O decreto de dissolução do Governo implica a demissão do primeiro-ministro Goumou e de todos os seus ministros. A junta militar determinou que os “assuntos correntes serão geridos pelos directores de gabinete, secretários-gerais e secretários-gerais adjuntos” até a formação de um novo governo.
O general Doumbouya não forneceu qualquer razão para a dissolução do Governo, que estava em funções desde julho de 2022. A medida levanta questões sobre o futuro da transição política na Guiné-Conacri, especialmente após a junta ter anunciado em dezembro de 2023 a realização de um referendo para aprovar uma nova constituição este ano.
A Comunidade Económica dos Estados da África Ocidental (CEDEAO) tem pressionado a junta militar a realizar eleições em um prazo aceitável e restabelecer o regime civil.
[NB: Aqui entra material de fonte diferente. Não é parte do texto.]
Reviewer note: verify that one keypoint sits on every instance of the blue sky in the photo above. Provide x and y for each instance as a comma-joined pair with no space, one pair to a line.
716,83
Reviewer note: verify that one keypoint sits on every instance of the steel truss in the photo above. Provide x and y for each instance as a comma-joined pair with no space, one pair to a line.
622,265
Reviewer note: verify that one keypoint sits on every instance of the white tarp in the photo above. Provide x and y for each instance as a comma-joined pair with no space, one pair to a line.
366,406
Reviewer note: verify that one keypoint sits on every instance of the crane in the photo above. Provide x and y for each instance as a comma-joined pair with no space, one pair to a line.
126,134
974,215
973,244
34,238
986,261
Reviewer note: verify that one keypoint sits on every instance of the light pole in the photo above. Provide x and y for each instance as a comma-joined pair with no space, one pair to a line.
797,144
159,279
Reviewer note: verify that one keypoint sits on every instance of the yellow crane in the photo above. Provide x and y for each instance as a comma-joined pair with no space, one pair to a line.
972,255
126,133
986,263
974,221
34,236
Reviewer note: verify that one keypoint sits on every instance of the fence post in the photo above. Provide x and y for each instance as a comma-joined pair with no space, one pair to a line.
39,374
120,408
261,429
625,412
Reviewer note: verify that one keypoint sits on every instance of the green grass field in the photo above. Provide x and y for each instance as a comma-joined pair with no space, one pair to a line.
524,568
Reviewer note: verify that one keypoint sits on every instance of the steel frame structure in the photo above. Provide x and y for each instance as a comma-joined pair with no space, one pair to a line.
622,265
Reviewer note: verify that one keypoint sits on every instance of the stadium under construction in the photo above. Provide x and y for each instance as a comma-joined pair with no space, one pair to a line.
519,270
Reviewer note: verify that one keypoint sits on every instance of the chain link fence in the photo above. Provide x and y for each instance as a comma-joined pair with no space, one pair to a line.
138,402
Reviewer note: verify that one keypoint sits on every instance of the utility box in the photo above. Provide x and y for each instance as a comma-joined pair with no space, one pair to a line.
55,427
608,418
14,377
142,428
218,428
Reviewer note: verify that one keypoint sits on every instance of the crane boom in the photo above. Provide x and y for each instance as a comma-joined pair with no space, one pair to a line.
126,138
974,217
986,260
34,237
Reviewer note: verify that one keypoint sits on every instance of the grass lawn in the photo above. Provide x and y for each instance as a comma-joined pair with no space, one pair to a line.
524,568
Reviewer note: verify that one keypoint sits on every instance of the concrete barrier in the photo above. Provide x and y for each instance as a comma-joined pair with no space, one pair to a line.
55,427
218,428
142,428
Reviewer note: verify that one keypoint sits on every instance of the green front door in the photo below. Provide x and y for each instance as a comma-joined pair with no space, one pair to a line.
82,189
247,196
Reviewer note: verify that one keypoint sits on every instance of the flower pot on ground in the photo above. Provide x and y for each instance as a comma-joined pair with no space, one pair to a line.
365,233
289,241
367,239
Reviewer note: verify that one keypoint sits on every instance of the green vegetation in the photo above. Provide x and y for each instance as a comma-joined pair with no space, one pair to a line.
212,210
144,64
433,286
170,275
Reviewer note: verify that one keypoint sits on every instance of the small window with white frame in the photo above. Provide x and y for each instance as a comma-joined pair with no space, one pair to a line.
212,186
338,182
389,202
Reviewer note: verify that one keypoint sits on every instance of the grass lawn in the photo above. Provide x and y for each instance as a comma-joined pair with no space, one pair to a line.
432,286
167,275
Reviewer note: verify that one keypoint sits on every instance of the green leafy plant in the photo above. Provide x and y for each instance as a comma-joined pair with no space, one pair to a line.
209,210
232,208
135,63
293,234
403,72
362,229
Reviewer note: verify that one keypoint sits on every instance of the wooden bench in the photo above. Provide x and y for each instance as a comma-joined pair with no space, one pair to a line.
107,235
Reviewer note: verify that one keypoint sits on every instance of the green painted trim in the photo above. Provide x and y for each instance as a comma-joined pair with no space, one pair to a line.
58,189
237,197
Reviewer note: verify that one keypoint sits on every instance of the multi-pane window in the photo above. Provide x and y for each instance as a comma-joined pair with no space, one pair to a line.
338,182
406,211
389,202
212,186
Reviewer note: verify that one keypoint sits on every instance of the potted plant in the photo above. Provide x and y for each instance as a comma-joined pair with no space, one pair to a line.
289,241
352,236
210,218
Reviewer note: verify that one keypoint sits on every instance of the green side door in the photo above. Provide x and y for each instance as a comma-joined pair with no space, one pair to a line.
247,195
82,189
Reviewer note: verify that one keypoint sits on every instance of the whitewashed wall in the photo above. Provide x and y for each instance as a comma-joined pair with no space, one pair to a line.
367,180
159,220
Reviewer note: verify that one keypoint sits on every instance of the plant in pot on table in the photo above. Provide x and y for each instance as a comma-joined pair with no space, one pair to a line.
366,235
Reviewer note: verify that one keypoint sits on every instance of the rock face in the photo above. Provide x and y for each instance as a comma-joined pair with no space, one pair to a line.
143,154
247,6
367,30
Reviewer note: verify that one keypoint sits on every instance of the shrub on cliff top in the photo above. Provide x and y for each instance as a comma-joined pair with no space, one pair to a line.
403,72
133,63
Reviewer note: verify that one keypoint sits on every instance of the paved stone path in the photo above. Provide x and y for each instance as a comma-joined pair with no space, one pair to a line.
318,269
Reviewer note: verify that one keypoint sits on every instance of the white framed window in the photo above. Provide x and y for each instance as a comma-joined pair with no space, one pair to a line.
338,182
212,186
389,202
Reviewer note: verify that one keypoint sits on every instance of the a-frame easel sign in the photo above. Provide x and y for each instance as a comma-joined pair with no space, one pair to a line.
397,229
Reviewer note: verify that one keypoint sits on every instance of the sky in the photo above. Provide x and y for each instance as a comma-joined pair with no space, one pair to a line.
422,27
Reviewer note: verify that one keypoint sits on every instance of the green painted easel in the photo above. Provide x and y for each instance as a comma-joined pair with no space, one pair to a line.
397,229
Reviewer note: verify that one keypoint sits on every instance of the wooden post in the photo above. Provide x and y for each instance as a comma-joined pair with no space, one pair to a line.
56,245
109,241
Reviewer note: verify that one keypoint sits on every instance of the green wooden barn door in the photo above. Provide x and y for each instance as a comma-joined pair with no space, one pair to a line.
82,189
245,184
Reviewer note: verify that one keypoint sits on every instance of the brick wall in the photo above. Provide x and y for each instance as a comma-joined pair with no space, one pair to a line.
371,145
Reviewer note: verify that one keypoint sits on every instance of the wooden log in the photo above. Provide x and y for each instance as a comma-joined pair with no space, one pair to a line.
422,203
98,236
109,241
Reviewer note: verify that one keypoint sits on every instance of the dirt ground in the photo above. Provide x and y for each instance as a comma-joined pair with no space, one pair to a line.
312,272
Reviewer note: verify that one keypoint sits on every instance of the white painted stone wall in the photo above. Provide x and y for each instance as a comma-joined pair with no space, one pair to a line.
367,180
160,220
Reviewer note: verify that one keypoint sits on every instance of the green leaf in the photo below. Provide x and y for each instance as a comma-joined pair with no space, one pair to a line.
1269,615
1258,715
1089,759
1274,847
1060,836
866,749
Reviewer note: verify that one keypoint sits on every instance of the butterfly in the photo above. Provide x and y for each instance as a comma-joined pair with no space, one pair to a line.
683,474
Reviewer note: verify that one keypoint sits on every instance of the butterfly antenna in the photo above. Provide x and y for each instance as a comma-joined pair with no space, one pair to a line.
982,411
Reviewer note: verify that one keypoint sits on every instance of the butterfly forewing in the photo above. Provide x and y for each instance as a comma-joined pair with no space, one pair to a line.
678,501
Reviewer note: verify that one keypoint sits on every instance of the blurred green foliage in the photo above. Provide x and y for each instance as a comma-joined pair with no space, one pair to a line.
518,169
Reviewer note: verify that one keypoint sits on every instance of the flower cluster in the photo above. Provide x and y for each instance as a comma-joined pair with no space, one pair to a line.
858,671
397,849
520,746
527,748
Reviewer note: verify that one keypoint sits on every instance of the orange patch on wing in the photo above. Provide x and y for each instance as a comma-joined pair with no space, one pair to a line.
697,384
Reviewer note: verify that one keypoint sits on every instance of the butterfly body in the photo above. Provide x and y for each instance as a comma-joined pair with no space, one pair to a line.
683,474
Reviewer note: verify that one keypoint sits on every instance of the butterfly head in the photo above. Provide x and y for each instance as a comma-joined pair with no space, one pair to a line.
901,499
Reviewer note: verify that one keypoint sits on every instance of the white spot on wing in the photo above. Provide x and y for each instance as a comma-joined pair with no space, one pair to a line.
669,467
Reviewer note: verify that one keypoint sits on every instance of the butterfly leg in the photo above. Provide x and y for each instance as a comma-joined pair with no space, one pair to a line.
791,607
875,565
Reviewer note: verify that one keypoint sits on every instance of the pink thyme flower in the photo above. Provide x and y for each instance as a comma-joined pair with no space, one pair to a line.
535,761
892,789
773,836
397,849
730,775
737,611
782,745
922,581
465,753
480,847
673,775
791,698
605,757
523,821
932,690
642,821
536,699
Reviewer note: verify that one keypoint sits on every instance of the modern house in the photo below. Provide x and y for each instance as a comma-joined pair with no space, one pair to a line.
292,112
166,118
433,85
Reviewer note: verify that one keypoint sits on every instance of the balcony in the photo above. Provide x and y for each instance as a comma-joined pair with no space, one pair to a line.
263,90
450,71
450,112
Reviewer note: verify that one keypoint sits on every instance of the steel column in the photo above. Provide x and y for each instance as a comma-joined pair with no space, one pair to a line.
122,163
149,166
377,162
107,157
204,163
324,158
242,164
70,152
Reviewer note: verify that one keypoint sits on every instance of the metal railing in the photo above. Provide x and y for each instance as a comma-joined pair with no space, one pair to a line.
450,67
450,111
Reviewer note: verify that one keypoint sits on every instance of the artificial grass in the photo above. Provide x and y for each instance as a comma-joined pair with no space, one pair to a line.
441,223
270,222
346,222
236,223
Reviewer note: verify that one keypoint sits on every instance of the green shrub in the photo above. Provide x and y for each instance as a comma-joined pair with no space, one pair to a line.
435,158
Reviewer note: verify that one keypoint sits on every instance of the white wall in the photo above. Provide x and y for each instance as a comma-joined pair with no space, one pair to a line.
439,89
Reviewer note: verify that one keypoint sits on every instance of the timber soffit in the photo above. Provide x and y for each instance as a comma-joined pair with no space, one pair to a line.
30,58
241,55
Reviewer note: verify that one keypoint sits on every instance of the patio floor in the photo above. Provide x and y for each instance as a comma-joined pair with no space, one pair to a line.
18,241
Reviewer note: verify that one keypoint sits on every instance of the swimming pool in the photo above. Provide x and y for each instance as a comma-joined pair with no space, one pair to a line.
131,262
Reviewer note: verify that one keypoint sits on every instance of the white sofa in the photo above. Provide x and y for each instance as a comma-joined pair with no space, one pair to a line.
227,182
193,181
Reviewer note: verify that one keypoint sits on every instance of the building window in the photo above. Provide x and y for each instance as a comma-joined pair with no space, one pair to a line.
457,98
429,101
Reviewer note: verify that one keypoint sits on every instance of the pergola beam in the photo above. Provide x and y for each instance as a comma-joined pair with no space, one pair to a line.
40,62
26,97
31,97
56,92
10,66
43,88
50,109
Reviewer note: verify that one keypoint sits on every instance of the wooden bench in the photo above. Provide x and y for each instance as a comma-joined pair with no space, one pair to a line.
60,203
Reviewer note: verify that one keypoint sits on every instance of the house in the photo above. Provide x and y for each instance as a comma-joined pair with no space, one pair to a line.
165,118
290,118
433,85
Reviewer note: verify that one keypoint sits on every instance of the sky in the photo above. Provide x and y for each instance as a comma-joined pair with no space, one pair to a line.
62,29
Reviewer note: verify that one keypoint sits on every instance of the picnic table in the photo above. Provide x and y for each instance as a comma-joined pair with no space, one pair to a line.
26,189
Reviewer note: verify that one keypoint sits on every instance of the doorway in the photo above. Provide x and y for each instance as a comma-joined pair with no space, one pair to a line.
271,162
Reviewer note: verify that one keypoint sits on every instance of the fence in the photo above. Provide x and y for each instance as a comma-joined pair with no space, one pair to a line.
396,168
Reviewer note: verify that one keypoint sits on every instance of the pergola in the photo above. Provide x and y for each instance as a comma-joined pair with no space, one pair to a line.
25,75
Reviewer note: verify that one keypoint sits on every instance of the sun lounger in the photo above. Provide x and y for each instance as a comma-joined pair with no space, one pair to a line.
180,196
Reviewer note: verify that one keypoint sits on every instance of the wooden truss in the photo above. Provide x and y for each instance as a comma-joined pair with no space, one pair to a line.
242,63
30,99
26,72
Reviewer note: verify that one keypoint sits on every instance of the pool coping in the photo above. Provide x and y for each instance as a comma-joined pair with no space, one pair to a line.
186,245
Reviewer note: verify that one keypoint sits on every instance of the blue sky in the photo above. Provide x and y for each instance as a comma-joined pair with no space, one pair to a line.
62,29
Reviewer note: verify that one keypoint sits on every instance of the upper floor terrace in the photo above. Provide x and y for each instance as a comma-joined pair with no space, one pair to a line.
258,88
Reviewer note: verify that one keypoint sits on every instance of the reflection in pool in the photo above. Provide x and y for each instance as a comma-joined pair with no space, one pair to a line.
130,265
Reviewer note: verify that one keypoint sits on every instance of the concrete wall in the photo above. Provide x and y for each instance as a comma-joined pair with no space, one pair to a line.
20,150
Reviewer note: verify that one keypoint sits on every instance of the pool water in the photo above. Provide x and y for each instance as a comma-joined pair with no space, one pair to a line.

A dissolução do Governo pode atrasar o processo de transição e aumentar a tensão entre a junta e a comunidade internacional.
A falta de informações sobre os motivos da dissolução e o futuro da transição gera preocupação entre a população e os observadores internacionais. A comunidade internacional espera que a junta militar apresente um plano claro para o processo de transição e que as eleições sejam realizadas o mais breve possível.